Inverse 2D-Fourier Transform of $\frac{1}{k_y^2 + k_x^2 + ik_x\sigma}$ I need to invert the 2D-Fourier transform
$\hat{C}(\mathbf{k})  = \frac{1}{k_y^2 + k_x^2 + ik_x\sigma}$.
I have tried with the residue theorem to first deal with the $k_y$ part but that leaves me with something impossible for the $k_x$ part. Any chance this could be calculated analytically ? Thank you !

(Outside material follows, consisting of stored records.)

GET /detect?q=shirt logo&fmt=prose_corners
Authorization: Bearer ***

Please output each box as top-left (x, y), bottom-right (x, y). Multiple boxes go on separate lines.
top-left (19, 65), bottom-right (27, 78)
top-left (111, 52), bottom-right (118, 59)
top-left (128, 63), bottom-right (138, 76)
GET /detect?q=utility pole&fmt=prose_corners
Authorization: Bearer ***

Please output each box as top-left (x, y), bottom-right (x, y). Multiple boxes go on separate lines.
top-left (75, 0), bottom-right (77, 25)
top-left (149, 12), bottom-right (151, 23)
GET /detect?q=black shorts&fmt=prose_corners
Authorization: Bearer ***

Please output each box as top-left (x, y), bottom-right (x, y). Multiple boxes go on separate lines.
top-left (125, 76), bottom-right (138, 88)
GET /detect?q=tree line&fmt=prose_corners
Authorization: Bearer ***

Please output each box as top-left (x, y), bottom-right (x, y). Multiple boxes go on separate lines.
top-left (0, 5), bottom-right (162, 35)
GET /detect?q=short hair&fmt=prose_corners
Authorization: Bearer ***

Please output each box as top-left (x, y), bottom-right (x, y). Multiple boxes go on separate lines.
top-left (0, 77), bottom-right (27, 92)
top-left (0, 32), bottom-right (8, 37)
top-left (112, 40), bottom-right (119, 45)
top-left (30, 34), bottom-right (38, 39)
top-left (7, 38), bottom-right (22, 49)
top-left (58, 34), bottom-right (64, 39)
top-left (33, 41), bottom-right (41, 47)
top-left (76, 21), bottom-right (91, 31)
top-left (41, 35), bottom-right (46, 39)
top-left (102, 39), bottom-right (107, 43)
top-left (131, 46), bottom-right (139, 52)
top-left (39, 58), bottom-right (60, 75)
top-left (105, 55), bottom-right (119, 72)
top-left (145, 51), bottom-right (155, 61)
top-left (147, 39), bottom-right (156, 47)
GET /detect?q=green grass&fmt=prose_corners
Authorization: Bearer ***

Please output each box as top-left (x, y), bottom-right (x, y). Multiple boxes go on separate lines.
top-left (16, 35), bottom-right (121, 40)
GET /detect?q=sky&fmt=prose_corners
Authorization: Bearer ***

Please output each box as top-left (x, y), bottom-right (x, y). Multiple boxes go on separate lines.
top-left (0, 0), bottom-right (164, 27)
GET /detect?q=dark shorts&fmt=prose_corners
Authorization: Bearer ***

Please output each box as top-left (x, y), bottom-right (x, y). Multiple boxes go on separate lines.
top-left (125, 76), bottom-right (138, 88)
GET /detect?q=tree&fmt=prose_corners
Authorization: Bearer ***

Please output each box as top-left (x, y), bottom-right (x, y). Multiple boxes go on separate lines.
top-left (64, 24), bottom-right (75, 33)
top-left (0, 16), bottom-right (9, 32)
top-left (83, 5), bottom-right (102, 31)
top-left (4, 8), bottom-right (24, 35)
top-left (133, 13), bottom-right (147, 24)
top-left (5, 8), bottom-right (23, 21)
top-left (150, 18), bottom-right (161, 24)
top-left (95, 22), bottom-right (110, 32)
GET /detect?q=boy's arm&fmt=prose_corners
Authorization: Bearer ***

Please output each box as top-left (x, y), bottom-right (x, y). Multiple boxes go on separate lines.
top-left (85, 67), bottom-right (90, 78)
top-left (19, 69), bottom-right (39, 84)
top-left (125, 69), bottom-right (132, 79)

 A: Let's define a direct FT as $\displaystyle \hat f(k)=\int_{-\infty}^\infty f(x) e^{ikx}dx$,
then the inverse FT is defined as $\displaystyle f(x)=\frac{1}{2\pi}\int_{-\infty}^\infty \hat f(k) e^{-ikx}dk$, and let's define
$$g(x, y,\sigma)=\frac{1}{(2\pi)^2}\int_{-\infty}^\infty\int_{-\infty}^\infty \frac{e^{-ik_xx-ik_yy}}{k_y^2+k_x^2+2ik_x\sigma}dk_xdk_y$$
$$=\frac{1}{(2\pi)^2}\int_{-\infty}^\infty \int_{-\infty}^\infty\frac{e^{-ik_xx-ik_yy}}{k_y^2+(k_x+i\sigma)^2+\sigma^2}dk_xdk_y=\frac{1}{(2\pi)^2}\int_{-\infty}^\infty \int_{-\infty+i\sigma}^{\infty+i\sigma}\frac{e^{-ik_xx-ik_yy}e^{-x\sigma}}{k_y^2+k_x^2+\sigma^2}dk_xdk_y$$
Considering the integral in the complex plane (over $k_x$) along the closed rectangular contour $-R\,\to\,R\,\to\,R+i\sigma\,\to\,-R+i\sigma\,\to\,R\,$ we see, that the function $\displaystyle \frac{e^{-ik_xx-ik_yy}e^{-x\sigma}}{k_y^2+k_x^2+\sigma^2}$ does not have poles inside this contour (the poles are $k_x=\pm\sqrt{k_y^2+\sigma^2}$). We can also show that the integrals along $R\,\to\,R+i\sigma$ and $-R+i\sigma\,\to\,-R$ tend to zero as $R\to\infty$.
Therefore,
$$\oint\frac{e^{-ik_xx-ik_yy}e^{-x\sigma}}{k_y^2+k_x^2+\sigma^2}dk_x=0$$
and
$$g(x, y,\sigma)=\frac{e^{-x\sigma}}{(2\pi)^2}\int_{-\infty}^\infty \int_{-\infty}^{\infty}\frac{e^{-ik_xx-ik_yy}}{k_y^2+k_x^2+\sigma^2}dk_xdk_y\tag{1}$$
From the equation$\,\,\displaystyle \Big(\frac{\partial^2}{\partial x^2}+\displaystyle \frac{\partial^2}{\partial y^2}+\displaystyle \frac{\partial^2}{\partial z^2}\Big)\frac{1}{\sqrt{x^2+y^2+z^2}}=-4\pi\delta(x)\delta(y)\delta(z)$
follows
$$\int_{-\infty}^\infty\int_{-\infty}^\infty\int_{-\infty}^\infty\frac{e^{ik_xx+ik_yy+ik_zz}}{\sqrt{x^2+y^2+z^2}}dxdydz=\frac{4\pi}{k_x^2+k_y^2+k_z^2}\tag{2}$$
From (1) and (2) we get
$$g(x, y,\sigma)=\frac{e^{-x\sigma}}{4\pi}\int_{-\infty}^\infty\frac{e^{i\sigma z}}{\sqrt{x^2+y^2+z^2}}dz$$
Using the evaluation of the integral (here)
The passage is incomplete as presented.